Use amaranth as a 3:2 substitute for bulgur and add five minutes of cooking time. Add this substitute to curries, salads, and stuffings, or grind it into a powder for bread, pizza, and baked dishes.


Buckwheat is a gluten-free, ancient pseudo-grain high in proteins, carbohydrates, fiber, and vitamins. Often confused as a grain, buckwheat is a fruit seed related to rhubarb and makes a good substitute for bulgur because buckwheat has a rich, nutty flavor and smooth and chewy texture.

Use buckwheat as a 1:1 substitute for bulgur, but use 2 cups of water for every 1 cup of buckwheat when cooking. This substitute works best in salads, soups, stews, porridge, or ground into buckwheat flour for pizza dough or pasta.


Millet is an ancient, gluten-free grain filled with protein, minerals, and vitamins. Millet is an excellent bulgur substitute because millet has a firm and creamy texture and slightly nutty flavor. The versatile grain is not as popular as other substitutes but still works as a healthy alternative to bulgur.

Use millet as a 3:2 substitute for bulgur and double the cooking time to produce a similar texture to bulgur. The creamy texture of millet is suitable to add to mashed potatoes, pilafs, soups, salads, porridge, casseroles, and stews.


Teff is a recently-popular, naturally gluten-free grain the size of poppy seeds. This substitute is smaller than bulgur, so keep consistency in mind when using teff in certain dishes. This substitute has a slightly sweet and nutty flavor similar to bulgur.

Use teff as a 2:1 substitute for bulgur, noting that teff won’t add as much body to the dish as bulgur does. Teff is best used for stews, porridge, pilafs, and baked dishes.

Miniature Pasta Bulgur Substitutes


Use the following miniature pasta alternatives, instead of bulgur, to match the grain texture in a dish. Be mindful that these alternatives contain more carbohydrates than bulgur.


Orzo is pasta from the pastina category and makes a good bulgur substitute because orzo has a firm, chewy texture and neutral taste. Orzo is slightly larger than rice and comes in different colors, including white, red, pale yellow, and green. There is also a bright yellow, gluten-free alternative made from corn and rice.
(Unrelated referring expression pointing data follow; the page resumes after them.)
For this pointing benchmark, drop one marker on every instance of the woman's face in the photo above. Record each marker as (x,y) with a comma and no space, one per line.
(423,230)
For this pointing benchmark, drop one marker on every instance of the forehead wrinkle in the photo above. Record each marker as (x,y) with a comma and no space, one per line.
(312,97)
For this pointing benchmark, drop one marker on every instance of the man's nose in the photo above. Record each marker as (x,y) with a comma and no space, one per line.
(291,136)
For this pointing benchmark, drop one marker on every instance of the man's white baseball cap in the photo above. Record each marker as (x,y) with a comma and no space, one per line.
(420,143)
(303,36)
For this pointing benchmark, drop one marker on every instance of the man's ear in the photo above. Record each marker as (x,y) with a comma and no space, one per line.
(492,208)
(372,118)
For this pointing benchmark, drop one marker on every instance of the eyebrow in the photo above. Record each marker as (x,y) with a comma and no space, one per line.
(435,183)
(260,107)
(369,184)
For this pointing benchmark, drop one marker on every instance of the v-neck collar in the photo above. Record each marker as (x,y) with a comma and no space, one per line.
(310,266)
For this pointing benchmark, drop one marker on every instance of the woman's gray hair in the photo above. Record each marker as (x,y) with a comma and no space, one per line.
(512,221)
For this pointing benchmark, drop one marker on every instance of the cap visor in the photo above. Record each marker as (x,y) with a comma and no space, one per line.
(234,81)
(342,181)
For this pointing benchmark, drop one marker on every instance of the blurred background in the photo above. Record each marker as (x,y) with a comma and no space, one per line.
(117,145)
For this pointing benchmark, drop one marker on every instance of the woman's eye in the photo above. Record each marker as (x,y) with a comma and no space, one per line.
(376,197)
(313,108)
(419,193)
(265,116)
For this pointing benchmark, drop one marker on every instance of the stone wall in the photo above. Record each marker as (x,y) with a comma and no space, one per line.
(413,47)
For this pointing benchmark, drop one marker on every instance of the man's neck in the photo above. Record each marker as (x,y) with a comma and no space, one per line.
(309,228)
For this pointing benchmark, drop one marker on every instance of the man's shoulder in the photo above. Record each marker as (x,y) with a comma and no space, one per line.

Use orzo as a 3:2 substitute for bulgur and cook orzo as you would cook any other pasta or add orzo to stews to cook with the other ingredients. Orzo works well in salads, vegetables, soup, and pasta dishes.

Wholewheat Couscous

Couscous is a variety of pasta made from durum wheat semolina that has been steamed and dried. Couscous is a carbohydrate richer in protein and fiber and has a milder, more neutral taste than bulgur. This replacement has a hint of nuttiness and is readily available in stores, making couscous an excellent substitute for bulgur.

Use wholewheat couscous as a 1:1 substitute for bulgur and reduce the cooking time by five minutes. Add couscous to salads, roast vegetables, in stuffings, as a side dish, or pair with meat or fish.